Numéro 11 - Novembre 2022

Bulletin des arrêts des chambres civiles

Bulletin des arrêts des chambres civiles

Numéro 11 - Novembre 2022

CONTRAT DE TRAVAIL, DUREE DETERMINEE

Soc., 23 novembre 2022, n° 21-13.310, (B), FS

Cassation

Cas de recours autorisés – Contrat assurant un complément de formation professionnelle – Obligations de l'employeur – Obligation de formation – Exécution – Acquisition de compétences complémentaires – Acquisition par une pluralité d'actions de formation – Constat – Office du juge – Portée

Selon l'article L.1242-3 du code du travail, dans sa rédaction antérieure à celle issue de la loi n° 2020-1674 du 24 décembre 2020, outre les cas prévus à l'article L.1242-2, un contrat de travail à durée déterminée peut être conclu lorsque l'employeur s'engage, pour une durée et dans des conditions déterminées par décret, à assurer un complément de formation professionnelle au salarié.

Aux termes de l'article D. 1242-3 du même code, en application de l'article L.1242-3, 2, un contrat de travail à durée déterminée peut être conclu lorsque l'employeur s'engage à assurer un complément de formation professionnelle aux élèves ou anciens élèves d'un établissement d'enseignement effectuant un stage d'application.

Il en résulte que l'obligation pour l'employeur d'assurer un complément de formation professionnelle constitue une des conditions d'existence d'un tel contrat à durée déterminée à défaut de laquelle le contrat doit être requalifié en contrat à durée indéterminée.

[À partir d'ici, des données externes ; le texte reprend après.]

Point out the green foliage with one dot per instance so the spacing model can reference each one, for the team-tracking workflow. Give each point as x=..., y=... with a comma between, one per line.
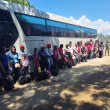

Doit être censurée la cour d'appel, qui pour requalifier en contrat à durée indéterminée le contrat de travail d'un salarié, engagé en application des dispositions de l'article L.1242-3, 2, a retenu que l'employeur avait manqué à son obligation de lui assurer un complément de formation professionnelle, alors qu'il résultait de ses constatations que le salarié avait suivi cinq actions de formation et avait acquis, dans le domaine de la recherche, des compétences complémentaires à ses qualifications universitaires.

Faits et procédure

1. Selon l'arrêt attaqué (Grenoble, 21 janvier 2021), M. [H] a été engagé le 15 décembre 2014 par le Commissariat à l'énergie atomique et aux énergies alternatives de Grenoble (CEA), suivant contrat de travail à durée déterminée de formation post-doctorale en qualité d'ingénieur-chercheur, pour la période du 12 janvier 2015 au 11 janvier 2016. Un autre contrat à durée déterminée a été signé pour le même motif pour la période du 12 janvier 2016 au 11 janvier 2017.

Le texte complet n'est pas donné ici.